Madison Schools Celebrate Healthy, Homegrown Food with Winter Harvest Meals
The bounty of our spring and summer gardens is still a few months away, yet hundreds of Madison school children and their families will enjoy Wisconsin fruit and vegetables in the middle of winter during three upcoming winter harvest dinners.
As part of the Wisconsin Homegrown Lunch farm-to-school initiative, students and their families from Chavez, Shorewood Hills, and Lincoln Elementary schools will share a meal, largely grown in Wisconsin. Second in a series of three school meals highlighting local food, the winter harvest meals are a unique collaboration between Wisconsin Homegrown Lunch, the Madison Metropolitan School District and the MATC Culinary Arts Program.

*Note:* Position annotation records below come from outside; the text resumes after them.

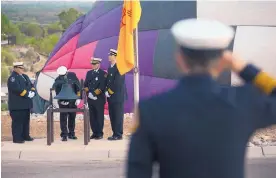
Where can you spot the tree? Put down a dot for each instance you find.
(31, 54)
(5, 24)
(66, 18)
(54, 28)
(4, 73)
(7, 57)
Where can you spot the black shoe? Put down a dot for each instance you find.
(73, 137)
(98, 137)
(18, 141)
(93, 136)
(115, 138)
(29, 139)
(64, 139)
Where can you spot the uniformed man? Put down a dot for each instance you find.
(71, 116)
(194, 130)
(95, 82)
(21, 92)
(115, 93)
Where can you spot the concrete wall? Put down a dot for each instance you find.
(255, 21)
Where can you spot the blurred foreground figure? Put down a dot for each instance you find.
(64, 75)
(21, 92)
(193, 130)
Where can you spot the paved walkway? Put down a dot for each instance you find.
(96, 150)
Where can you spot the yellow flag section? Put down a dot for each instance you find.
(131, 14)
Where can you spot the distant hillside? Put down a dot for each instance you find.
(42, 12)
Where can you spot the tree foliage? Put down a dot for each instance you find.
(54, 28)
(31, 29)
(7, 57)
(66, 18)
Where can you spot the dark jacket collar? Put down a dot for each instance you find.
(198, 81)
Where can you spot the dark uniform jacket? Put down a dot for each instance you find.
(95, 82)
(72, 79)
(115, 85)
(19, 87)
(195, 131)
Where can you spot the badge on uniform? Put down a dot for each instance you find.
(12, 79)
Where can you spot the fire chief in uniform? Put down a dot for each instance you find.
(21, 92)
(208, 131)
(115, 93)
(95, 82)
(70, 116)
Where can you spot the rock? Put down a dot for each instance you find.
(257, 142)
(249, 144)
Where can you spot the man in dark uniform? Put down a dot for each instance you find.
(115, 93)
(21, 92)
(59, 81)
(95, 82)
(194, 130)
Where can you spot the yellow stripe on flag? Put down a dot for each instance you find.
(131, 14)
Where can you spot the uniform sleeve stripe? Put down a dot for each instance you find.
(23, 93)
(78, 93)
(110, 91)
(265, 82)
(97, 91)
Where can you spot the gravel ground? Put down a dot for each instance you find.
(39, 127)
(262, 137)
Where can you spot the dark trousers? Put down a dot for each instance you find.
(116, 114)
(96, 112)
(71, 117)
(20, 124)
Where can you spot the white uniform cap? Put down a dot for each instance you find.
(202, 34)
(113, 52)
(62, 70)
(15, 64)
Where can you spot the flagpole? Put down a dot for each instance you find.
(136, 68)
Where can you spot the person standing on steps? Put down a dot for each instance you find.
(115, 93)
(70, 116)
(94, 85)
(21, 91)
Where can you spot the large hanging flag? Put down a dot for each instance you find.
(131, 14)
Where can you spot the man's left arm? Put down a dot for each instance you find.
(102, 85)
(141, 153)
(29, 80)
(76, 84)
(118, 81)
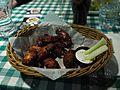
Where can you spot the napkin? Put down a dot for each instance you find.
(52, 18)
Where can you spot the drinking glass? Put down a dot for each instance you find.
(7, 27)
(61, 11)
(109, 16)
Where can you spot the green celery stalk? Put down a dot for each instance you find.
(96, 52)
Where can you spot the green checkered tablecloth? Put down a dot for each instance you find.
(11, 79)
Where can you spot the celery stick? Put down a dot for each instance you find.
(97, 45)
(96, 52)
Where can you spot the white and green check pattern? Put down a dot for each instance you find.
(11, 79)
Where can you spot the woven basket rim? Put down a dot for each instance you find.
(15, 62)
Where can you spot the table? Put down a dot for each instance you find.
(107, 78)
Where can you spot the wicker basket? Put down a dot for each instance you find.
(86, 31)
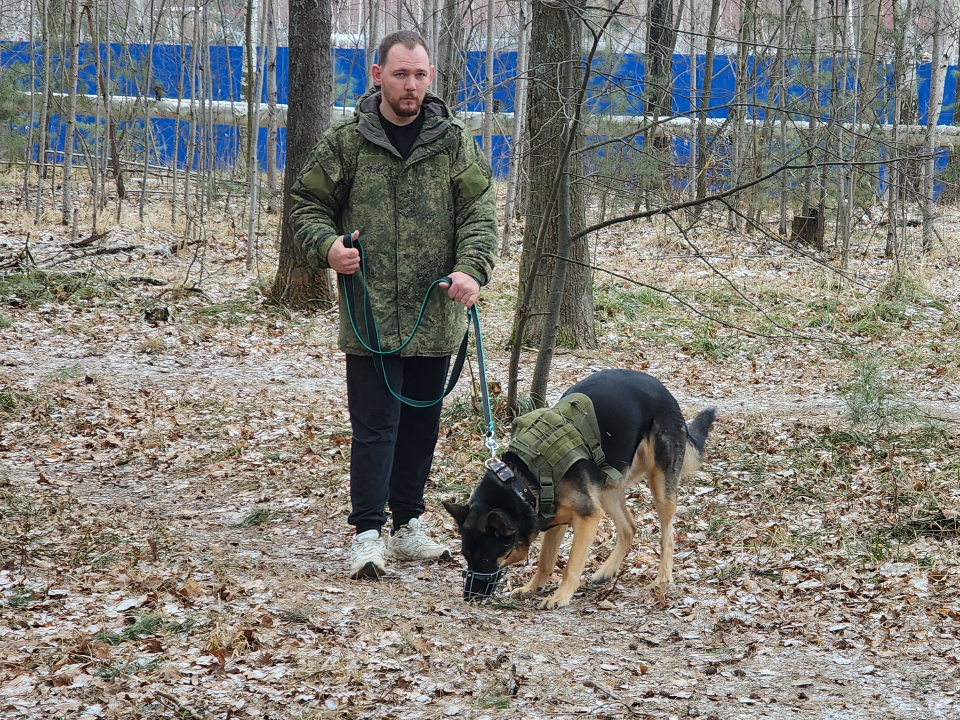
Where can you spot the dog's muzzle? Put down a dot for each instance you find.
(477, 586)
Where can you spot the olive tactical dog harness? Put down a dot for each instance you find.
(551, 440)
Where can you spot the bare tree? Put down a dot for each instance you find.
(516, 137)
(308, 115)
(548, 114)
(939, 59)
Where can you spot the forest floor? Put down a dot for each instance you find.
(174, 494)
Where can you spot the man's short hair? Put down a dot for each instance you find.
(408, 38)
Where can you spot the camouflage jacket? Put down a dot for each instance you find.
(419, 220)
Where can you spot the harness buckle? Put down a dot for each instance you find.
(492, 446)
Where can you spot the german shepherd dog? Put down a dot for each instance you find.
(642, 432)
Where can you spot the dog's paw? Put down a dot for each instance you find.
(600, 578)
(662, 590)
(555, 601)
(530, 588)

Students from the MATC Culinary Arts Program will prepare and cater these special meals using a wide variety of local and organic products. The dinners at Chavez and Shorewood Hills will feature squash bisque, Asian noodle salad, egg rolls and fresh baked bread. Apple cake with cream cheese icing and organic ice cream will please dessert lovers. The Shorewood dinner is planned for March 2, and the Chavez dinner will take place on March 9.
On February 24, families from Lincoln Elementary will celebrate Mardi Gras “Fat Tuesday” with a Cajun menu featuring classics like chicken jambalaya, greens, red beans and rice and sweet potato pie. New Orleans’ famed king cake, a sweet dough ring draped with a rainbow of colored Mardi Gras beads, will offer a tempting after-meal treat.
The menus will include organic onions and carrots from Vermont Valley Community Farm in Blue Mounds, winter-grown spinach form Snug Haven Farm in Belleville, winter squash from Homegrown Wisconsin cooperative based in Madison, and cream and butter from Organic Valley cooperative in La Farge. The Rainbow Farmers Cooperative, a group of over 300 small, minority and disadvantaged farmers throughout the Midwest, will provide meat and fresh produce for the meals. Wisconsin classics such as apples and maple syrup will be featured in the meal, with ingredients also contributed from Willy Street Co-op and Northland Cranberries.
Each meal will feature an educational program on agriculture and healthy eating. Will Allen, the founder of Milwaukee’s Growing Power urban agriculture project, will speak at the Lincoln meal about the Market Basket Program he operates through the Rainbow Farmers Cooperative. By participating in the Market Basket Program and selling weekly deliveries of fresh produce, schools can raise money for educational programs around food and agriculture.
Chavez parents and teachers will unveil plans for an ambitious outdoor classroom and school garden. This initiative will create a permanent bird and butterfly garden that will promote environmental education while beautifying the schoolyard.
Alice in Dairyland (Natalie Parmentier) will visit Shorewood Hills to promote her “buy local” message and advocate for healthy, locally grown food in Wisconsin schools. Families will get a chance to burn some calories after the meal at a lively square dance.
A joint project of the UW-Madison Center for Integrated Agricultural Systems and the REAP Food Group, Wisconsin Homegrown Lunch seeks to bring local food into area schools. Due to budgetary and logistical constraints, school districts generally purchase pre-processed, inexpensive food through large distributors rather than fresh foods from local farms and businesses. A growing number of projects across the country are working to reverse this trend, finding ways to help farmers process their products and school districts pay for food that is fresh, nutritious, and supports the local economy.
In addition to special meals like the upcoming winter harvest dinners, students from the three pilot schools are learning about healthy food by experiencing it in many ways. Wisconsin Homegrown Lunch introduces children to fresh, local food through classroom activities such as tomato and apple tastings and farmers who visit the schools regularly. The project also hosts field trips to local farms, where kids get their hands dirty planting and harvesting, and their taste buds treated to the tastes of freshly picked produce.
Project coordinator Sara Tedeschi says, “Once they try them, many kids discover they are hungry for fresh vegetables. They may never realize it without being given the opportunity.”
With a deeper understanding of where food comes from and experience with healthy food choices, kids have the knowledge to make smart dietary choices that can benefit them their whole lives.
And that’s something worth celebrating.